The flying hummingbird, photographed by Pippalou at Morguefile.com, did not originally appear with the Bubblews post. The bird at the feeder did:
(Photo credit: mensatic from morguefile.com.)
Males usually do show bright red patches on the throats. As with many wild birds, females are less colorful than males. I'm not altogether sure of this specimen's species identity; there are other species of hummingbirds in the Southwestern States and in some other countries. However, female Ruby-Throated Hummingbirds don't necessarily show any red feathers.
Hummingbirds usually visit my part of the world in July and August, when the wildflower called jewelweed is in bloom. We most often see them near streams where jewelweed grows profusely.

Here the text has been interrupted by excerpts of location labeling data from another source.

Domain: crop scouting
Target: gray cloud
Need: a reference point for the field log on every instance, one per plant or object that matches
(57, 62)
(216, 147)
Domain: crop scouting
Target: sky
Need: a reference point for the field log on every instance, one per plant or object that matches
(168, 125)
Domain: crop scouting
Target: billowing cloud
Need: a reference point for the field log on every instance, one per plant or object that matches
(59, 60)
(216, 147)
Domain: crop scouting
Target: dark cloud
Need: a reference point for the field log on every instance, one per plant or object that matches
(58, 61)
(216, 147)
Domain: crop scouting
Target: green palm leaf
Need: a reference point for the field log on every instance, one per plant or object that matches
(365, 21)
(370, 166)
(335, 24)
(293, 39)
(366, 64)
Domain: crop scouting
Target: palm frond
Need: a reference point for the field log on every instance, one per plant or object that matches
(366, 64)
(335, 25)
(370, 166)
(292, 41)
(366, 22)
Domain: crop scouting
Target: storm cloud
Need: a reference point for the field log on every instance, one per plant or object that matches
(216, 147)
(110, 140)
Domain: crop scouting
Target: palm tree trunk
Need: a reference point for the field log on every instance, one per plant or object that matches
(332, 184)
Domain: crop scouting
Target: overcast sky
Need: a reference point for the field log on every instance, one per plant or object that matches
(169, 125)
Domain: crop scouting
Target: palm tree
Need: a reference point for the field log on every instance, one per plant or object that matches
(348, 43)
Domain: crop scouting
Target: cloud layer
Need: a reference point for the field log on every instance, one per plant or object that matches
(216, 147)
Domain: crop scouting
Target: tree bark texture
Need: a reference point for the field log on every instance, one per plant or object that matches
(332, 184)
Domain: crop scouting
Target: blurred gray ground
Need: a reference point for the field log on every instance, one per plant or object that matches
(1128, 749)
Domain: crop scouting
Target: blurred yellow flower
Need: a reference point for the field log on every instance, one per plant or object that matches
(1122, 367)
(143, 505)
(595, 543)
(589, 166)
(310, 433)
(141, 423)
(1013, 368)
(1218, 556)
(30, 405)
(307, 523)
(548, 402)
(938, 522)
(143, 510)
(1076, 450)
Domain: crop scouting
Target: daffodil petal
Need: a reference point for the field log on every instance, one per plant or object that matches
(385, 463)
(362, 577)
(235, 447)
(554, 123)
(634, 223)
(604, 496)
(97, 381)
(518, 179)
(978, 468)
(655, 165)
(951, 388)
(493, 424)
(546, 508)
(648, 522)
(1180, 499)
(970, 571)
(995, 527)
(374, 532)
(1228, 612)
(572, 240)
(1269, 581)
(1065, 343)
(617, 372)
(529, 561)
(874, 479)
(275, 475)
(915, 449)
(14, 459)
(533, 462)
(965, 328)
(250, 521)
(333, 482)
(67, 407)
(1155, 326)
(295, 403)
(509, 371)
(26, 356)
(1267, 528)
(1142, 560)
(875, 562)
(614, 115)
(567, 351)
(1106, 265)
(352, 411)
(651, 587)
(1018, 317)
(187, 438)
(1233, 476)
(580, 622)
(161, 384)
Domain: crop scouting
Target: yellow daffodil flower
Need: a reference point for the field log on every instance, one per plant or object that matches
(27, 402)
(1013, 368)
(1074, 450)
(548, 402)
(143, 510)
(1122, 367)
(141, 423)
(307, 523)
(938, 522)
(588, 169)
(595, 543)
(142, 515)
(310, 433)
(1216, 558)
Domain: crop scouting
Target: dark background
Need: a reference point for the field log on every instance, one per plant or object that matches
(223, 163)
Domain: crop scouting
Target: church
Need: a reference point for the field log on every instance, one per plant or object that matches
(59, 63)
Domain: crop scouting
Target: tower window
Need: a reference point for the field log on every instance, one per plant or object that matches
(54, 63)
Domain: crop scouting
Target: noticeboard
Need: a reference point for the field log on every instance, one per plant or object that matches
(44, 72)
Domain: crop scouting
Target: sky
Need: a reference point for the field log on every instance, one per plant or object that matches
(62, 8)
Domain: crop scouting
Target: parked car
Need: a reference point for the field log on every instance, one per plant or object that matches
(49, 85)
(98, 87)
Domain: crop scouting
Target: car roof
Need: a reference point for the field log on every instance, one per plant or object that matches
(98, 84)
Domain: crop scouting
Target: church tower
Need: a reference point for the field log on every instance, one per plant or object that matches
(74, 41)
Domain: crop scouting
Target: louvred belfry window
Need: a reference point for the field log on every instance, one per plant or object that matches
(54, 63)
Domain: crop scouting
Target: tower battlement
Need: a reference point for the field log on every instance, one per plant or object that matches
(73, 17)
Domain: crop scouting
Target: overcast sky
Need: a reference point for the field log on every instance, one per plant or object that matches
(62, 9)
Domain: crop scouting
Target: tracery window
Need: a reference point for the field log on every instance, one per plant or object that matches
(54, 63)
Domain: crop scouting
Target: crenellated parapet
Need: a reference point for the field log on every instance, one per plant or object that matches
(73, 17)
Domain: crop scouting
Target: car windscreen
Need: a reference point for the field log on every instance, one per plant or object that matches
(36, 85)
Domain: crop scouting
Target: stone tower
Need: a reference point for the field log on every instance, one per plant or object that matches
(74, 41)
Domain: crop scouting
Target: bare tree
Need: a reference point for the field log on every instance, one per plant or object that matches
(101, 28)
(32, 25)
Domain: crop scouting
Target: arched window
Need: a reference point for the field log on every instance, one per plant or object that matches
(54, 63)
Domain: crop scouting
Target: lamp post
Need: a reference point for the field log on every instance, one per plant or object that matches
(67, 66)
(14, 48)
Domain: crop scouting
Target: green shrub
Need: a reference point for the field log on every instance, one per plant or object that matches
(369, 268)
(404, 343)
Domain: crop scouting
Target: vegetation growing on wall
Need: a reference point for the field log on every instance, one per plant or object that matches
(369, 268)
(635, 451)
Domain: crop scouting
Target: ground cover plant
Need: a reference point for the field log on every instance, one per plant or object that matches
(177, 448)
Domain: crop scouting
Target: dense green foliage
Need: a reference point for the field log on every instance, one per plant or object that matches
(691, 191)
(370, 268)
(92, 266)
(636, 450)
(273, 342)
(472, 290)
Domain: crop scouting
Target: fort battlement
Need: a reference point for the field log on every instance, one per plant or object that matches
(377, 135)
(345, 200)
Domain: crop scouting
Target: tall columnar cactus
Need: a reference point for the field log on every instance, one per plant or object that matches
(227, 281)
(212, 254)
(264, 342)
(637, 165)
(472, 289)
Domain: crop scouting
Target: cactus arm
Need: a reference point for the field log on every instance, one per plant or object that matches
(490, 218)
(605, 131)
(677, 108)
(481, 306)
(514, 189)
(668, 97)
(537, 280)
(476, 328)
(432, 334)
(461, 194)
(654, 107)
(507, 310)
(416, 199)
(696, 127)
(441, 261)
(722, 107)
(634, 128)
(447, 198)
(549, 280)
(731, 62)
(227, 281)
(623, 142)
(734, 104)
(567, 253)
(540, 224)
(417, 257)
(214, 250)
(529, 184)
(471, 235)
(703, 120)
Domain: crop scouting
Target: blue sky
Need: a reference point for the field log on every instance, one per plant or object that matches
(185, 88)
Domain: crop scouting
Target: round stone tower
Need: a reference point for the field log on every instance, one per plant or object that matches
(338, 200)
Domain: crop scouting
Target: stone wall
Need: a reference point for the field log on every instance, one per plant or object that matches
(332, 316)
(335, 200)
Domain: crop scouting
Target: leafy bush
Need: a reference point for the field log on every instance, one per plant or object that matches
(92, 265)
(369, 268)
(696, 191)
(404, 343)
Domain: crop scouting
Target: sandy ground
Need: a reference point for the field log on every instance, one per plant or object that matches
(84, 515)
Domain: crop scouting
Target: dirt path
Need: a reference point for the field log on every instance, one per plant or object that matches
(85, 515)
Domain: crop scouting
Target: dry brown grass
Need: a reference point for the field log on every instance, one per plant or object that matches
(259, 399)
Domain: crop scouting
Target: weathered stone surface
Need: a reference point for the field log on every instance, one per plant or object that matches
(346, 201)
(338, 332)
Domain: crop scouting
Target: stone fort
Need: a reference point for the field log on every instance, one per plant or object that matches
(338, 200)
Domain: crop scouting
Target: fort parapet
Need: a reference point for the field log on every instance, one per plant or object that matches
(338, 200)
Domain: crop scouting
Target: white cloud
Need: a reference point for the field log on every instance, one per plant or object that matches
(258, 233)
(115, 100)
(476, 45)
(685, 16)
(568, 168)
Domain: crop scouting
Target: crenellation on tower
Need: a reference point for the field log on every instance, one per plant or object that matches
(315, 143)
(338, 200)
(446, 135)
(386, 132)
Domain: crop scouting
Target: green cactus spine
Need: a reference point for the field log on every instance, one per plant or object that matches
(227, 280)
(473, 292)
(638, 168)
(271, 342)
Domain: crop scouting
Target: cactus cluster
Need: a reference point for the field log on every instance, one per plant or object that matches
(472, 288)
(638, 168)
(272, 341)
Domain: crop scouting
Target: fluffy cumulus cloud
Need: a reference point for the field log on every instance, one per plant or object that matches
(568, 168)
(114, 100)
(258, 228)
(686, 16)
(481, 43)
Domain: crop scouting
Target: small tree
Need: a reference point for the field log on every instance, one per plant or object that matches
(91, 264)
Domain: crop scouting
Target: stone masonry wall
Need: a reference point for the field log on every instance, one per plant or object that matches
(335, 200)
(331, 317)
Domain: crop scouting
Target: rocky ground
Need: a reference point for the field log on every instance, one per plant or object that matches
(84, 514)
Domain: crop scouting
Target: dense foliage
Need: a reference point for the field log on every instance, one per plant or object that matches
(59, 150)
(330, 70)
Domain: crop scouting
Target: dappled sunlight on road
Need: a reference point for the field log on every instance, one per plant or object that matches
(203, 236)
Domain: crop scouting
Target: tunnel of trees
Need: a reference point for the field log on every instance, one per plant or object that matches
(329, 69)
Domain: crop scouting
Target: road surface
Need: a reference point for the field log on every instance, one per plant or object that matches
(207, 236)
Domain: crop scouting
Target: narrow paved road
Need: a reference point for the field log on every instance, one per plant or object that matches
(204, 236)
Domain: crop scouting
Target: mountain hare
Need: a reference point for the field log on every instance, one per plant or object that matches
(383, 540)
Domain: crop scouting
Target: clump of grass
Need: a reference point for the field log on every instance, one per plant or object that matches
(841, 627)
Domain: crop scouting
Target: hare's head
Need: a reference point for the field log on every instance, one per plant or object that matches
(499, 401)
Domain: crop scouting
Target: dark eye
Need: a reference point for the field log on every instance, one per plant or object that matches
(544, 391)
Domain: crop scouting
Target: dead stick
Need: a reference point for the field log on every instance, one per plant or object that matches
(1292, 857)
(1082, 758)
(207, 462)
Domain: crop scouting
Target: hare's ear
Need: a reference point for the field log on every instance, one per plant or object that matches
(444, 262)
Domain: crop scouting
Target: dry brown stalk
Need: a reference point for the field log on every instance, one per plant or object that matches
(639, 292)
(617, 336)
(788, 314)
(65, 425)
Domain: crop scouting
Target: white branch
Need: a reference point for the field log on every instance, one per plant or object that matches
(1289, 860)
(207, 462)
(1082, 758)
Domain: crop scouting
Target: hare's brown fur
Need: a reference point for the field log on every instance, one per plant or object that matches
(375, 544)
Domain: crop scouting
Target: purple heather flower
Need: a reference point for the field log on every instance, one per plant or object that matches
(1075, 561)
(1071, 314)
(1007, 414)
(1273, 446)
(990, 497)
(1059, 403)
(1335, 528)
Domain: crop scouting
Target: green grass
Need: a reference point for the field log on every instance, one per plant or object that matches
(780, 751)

(Jewelweed photo by Gracey at Morguefile.) However, the birds appreciate any kind of sweet nectar, and people who take the trouble to set out feeders stocked with sugar syrup often see hummingbirds as early as June. Nectar and syrup are their only foods; they don't eat solids. Very patient people have semi-tamed the birds; hummingbirds never become real pets, but they can be persuaded to come close if they're quite sure a human is not going to make any sudden moves.
Their wings really do hum, and vibrate faster than the eye can see, to keep the birds hovering in the air. They can be mistaken for large moths. I have no hope of being able to photograph a hummingbird that can be recognized with my camera phone.
Hummingbirds spend most of the year in Central America. Though most fly across Mexico, the ones who spend the summer on the East Coast have been known to fly across the Gulf of Mexico, from Florida to Guatemala.